It’s been interesting during the public school budget process to monitor the level of engagement online among teachers. When the story about this week’s decision by the County Commissioners to reduce the school system’s budget allocation by $6 million was posted to the newspaper’s Facebook page, several teachers expressed themselves clearly. It was refreshing to see the educators express their concerns because typically there is a fear of speaking out against school and county officials. There may still be some hesitancy among many teachers but there were a few who got some opinions off their chest. I applaud them for speaking out and here are a couple from veteran teachers to illustrate the point.
Berlin Intermediate School current teacher of the year David Wells said, “There is a direct correlation between the success of students and high quality teachers. The 4 commissioners who voted against this must be incapable of understanding how important maintaining low class sizes and high quality teachers are to to the educational process. They are so concerned about where the money is allocated, yet in 20 years I have never seen a commissioner in my school to observe the taxpayers money at work. They may not understand now, but they will soon.”
Stephen Decatur High School teacher and coach Jamie Greenwood took exception to a comment made by new Commissioner Caryn Abbott, who said teachers are leaving the profession because of safety concerns and not pay as was maintained by fellow Commissioner Diana Purnell. In response, Greenwood posted, Caryn Abbott, you are wrong. Teachers in our area are leaving over money and student behavior not safety concerns. Our School Resource Officers do an outstanding job protecting our school.
I do agree that the BOE should be transparent. Their lack of transparency has cost us a pay raise. With an inflation rate of 8% last year, it makes it harder to stick with teaching. Insurance, groceries, gas, utilities, etc are on the rise and our pay stays the same. I scratch my head. Those at the top are not the ones struggling to make ends meet. I doubt any of them work a 2nd or 3rd job to provide for their families, if they have them. Hopefully next year the BOE and the executive team with get things together and provide the requested information in the appropriate time and help out those that make Worcester County Public Schools the great school system that it is. Those of us in the trenches every day would like a bone thrown our way occasionally.”
Last June everyone walking into the student “rise up” ceremony at Berlin Intermediate School wondered why there was a huge police presence outside and inside the building.

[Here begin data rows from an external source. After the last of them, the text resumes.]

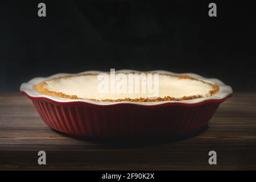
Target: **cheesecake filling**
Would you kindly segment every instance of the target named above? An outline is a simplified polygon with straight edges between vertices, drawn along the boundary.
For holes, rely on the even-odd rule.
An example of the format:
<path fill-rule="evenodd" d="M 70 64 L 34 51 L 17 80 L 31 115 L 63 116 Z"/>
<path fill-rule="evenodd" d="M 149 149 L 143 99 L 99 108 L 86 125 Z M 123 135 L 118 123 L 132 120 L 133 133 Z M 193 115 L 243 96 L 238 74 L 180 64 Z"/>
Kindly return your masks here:
<path fill-rule="evenodd" d="M 142 88 L 139 89 L 139 92 L 138 90 L 135 91 L 135 85 L 133 85 L 133 88 L 134 88 L 134 92 L 130 92 L 132 90 L 129 90 L 129 86 L 130 87 L 131 85 L 129 85 L 129 80 L 128 80 L 125 82 L 127 83 L 126 86 L 129 90 L 127 92 L 121 93 L 120 92 L 114 93 L 99 92 L 99 84 L 102 80 L 98 80 L 98 74 L 84 74 L 55 78 L 46 81 L 43 84 L 36 85 L 35 89 L 36 91 L 42 93 L 44 92 L 42 90 L 47 90 L 48 94 L 60 97 L 69 98 L 65 96 L 61 97 L 62 94 L 63 96 L 72 96 L 71 97 L 73 98 L 71 98 L 98 101 L 136 100 L 141 98 L 151 98 L 152 96 L 148 92 L 145 92 L 144 90 L 143 92 Z M 119 85 L 119 80 L 115 80 L 114 85 L 116 86 Z M 140 80 L 139 84 L 142 84 L 142 80 Z M 109 84 L 110 84 L 110 82 Z M 156 98 L 167 98 L 165 99 L 166 100 L 189 100 L 206 97 L 218 91 L 218 86 L 217 85 L 217 89 L 216 89 L 216 85 L 189 77 L 179 77 L 170 75 L 159 74 L 158 85 L 155 85 L 153 82 L 152 86 L 155 88 L 157 86 L 158 89 Z M 109 88 L 111 88 L 110 85 Z M 45 93 L 47 94 L 47 93 Z M 61 93 L 61 94 L 58 96 L 57 93 Z"/>

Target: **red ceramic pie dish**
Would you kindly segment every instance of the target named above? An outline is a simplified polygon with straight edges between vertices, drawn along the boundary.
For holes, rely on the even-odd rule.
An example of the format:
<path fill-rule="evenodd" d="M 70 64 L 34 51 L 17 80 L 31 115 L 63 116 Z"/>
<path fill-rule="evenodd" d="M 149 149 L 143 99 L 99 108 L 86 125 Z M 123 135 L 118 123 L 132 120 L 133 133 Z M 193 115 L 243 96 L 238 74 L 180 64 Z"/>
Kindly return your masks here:
<path fill-rule="evenodd" d="M 34 90 L 35 84 L 68 75 L 60 73 L 23 83 L 20 92 L 31 100 L 47 125 L 67 134 L 96 138 L 187 135 L 207 125 L 220 104 L 232 96 L 232 89 L 216 78 L 184 74 L 217 84 L 220 91 L 212 96 L 186 101 L 106 102 L 64 99 Z"/>

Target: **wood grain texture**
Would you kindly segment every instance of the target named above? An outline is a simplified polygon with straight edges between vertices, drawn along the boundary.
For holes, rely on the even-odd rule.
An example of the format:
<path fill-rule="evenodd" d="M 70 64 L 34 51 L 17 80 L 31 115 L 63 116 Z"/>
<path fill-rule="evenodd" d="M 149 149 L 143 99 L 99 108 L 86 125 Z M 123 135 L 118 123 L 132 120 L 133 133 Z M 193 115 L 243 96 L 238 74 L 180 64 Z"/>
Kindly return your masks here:
<path fill-rule="evenodd" d="M 38 152 L 47 163 L 38 164 Z M 208 152 L 217 164 L 208 164 Z M 49 129 L 28 99 L 0 93 L 1 169 L 256 169 L 256 94 L 235 93 L 208 128 L 183 138 L 100 140 Z"/>

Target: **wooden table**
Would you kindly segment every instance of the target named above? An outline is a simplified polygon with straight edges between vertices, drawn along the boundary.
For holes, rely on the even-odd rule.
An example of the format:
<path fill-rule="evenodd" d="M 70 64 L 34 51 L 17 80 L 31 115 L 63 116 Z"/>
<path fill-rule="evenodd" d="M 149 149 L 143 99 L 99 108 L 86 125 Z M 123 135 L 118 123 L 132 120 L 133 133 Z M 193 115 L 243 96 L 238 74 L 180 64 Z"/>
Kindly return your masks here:
<path fill-rule="evenodd" d="M 47 165 L 38 164 L 38 152 Z M 208 152 L 217 152 L 217 165 Z M 0 93 L 0 169 L 256 169 L 256 93 L 235 93 L 192 138 L 102 141 L 49 129 L 30 100 Z"/>

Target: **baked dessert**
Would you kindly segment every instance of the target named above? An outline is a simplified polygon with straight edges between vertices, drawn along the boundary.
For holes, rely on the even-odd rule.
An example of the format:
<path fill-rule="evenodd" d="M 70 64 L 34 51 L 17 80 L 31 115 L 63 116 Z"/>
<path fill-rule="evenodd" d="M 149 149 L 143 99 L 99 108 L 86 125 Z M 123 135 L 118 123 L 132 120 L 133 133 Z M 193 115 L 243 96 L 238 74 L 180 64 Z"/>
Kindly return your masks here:
<path fill-rule="evenodd" d="M 97 73 L 64 76 L 39 82 L 35 85 L 34 89 L 46 95 L 71 100 L 142 102 L 182 101 L 208 97 L 217 93 L 220 90 L 217 84 L 189 76 L 160 73 L 158 77 L 157 97 L 151 97 L 149 93 L 143 92 L 141 89 L 138 92 L 99 93 L 98 85 L 102 81 L 98 80 L 98 76 Z M 139 80 L 139 84 L 142 83 L 142 80 Z M 115 85 L 117 85 L 118 81 L 114 81 Z M 129 88 L 129 85 L 127 88 Z"/>

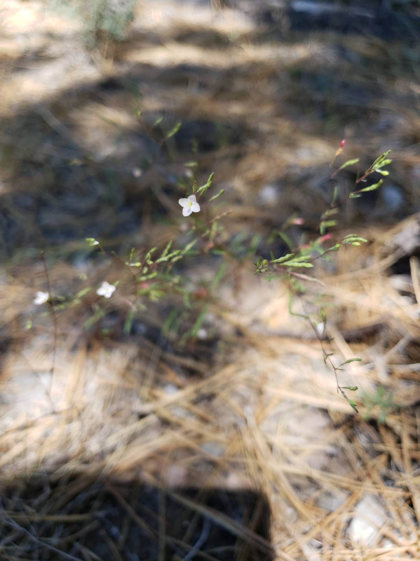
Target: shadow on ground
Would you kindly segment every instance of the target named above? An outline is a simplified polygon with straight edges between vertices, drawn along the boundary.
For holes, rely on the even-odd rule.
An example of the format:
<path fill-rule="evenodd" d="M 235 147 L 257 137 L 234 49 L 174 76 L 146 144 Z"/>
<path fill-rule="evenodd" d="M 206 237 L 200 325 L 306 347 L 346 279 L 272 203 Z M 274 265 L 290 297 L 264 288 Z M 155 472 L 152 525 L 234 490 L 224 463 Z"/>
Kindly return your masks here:
<path fill-rule="evenodd" d="M 270 561 L 270 512 L 256 492 L 165 490 L 45 475 L 1 493 L 2 558 Z"/>

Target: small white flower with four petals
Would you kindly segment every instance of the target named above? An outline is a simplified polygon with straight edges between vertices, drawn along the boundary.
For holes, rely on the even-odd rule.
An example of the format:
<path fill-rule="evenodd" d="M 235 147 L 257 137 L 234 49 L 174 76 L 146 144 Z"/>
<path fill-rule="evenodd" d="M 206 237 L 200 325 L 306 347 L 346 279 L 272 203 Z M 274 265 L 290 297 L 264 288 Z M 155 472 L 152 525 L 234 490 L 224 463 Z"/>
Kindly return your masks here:
<path fill-rule="evenodd" d="M 45 304 L 46 302 L 48 302 L 49 298 L 50 295 L 48 292 L 43 292 L 42 291 L 39 290 L 38 292 L 35 292 L 34 304 L 37 306 L 40 306 L 41 304 Z"/>
<path fill-rule="evenodd" d="M 104 298 L 110 298 L 115 289 L 115 287 L 113 284 L 110 284 L 109 283 L 104 280 L 96 291 L 96 294 L 99 296 L 103 296 Z"/>
<path fill-rule="evenodd" d="M 178 203 L 183 207 L 183 216 L 189 216 L 193 212 L 200 211 L 200 205 L 195 195 L 190 195 L 188 199 L 180 199 Z"/>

It was unclear why law enforcement was all over the place until Trenton Hilliard’s name was called. Two days earlier, Trenton’s father, Glenn, was killed in the line of duty while responding to call with the Wicomico County Sheriff’s Office. Hilliard was a Berlin police officer for five years before becoming a deputy in Wicomico.
When the child’s name was called and he was recognized as a sixth grader for specific academic honors, the room immediately rose to give Trenton and his family a standing ovation. It was certainly fitting for all of us to put aside the request to hold all applause until the end of the ceremony. It was impossible to not be moved by this show of support. I will never forget this moment, one full of raw emotion, sincerity and humanity as well as tremendous strength by this young man. His father had been killed just 48 hours before the ceremony, but he showed tremendous fortitude in being present for the event and handling himself with remarkable composure.
It was impossible to not remember that day this week when a Wicomico County jury found Austin Davidson guilty of all charges including first degree murder, second degree murder, first degree assault, second degree assault, reckless endangerment, firearm use/felony-violent crime and more. During the trial, the jury viewed body cam footage showing Davidson shooting Hilliard three times. It took the jury just three hours to find him guilty and a pre-sentence investigation has been ordered.
Amid concerns over a lifeguard shortage this summer, the Ocean City Mayor and Council unanimously voted to increase the Ocean City Beach Patrol’s signing bonus from $250 to $500 and add $1 an hour to the overtime premium. No change was made to the hourly pay for the lifeguards. It was a point that bothered Councilman Tony DeLuca, who said, “I still think and recommend that Ocean City’s beach patrol should have the highest starting average hourly rate in the state of Maryland and Delaware.”
Similar sorts of compensation changes for positions appear to be happening within other governments as well as the private sector, as labor continues to be the dominate factor facing employers of all shapes and sizes. In this case in Ocean City, officials think the adjustments to the signing bonus and the overtime pay will be enough to keep the resort’s beaches safely covered. An hourly pay change will likely be needed at some point, but there are complexities to that with other positions within city government. For this summer, the key point is, according to Emergency Services Director Joe Theobald, “This is going to be a challenge operationally, but no beaches will be closed and the public will be guarded appropriately.”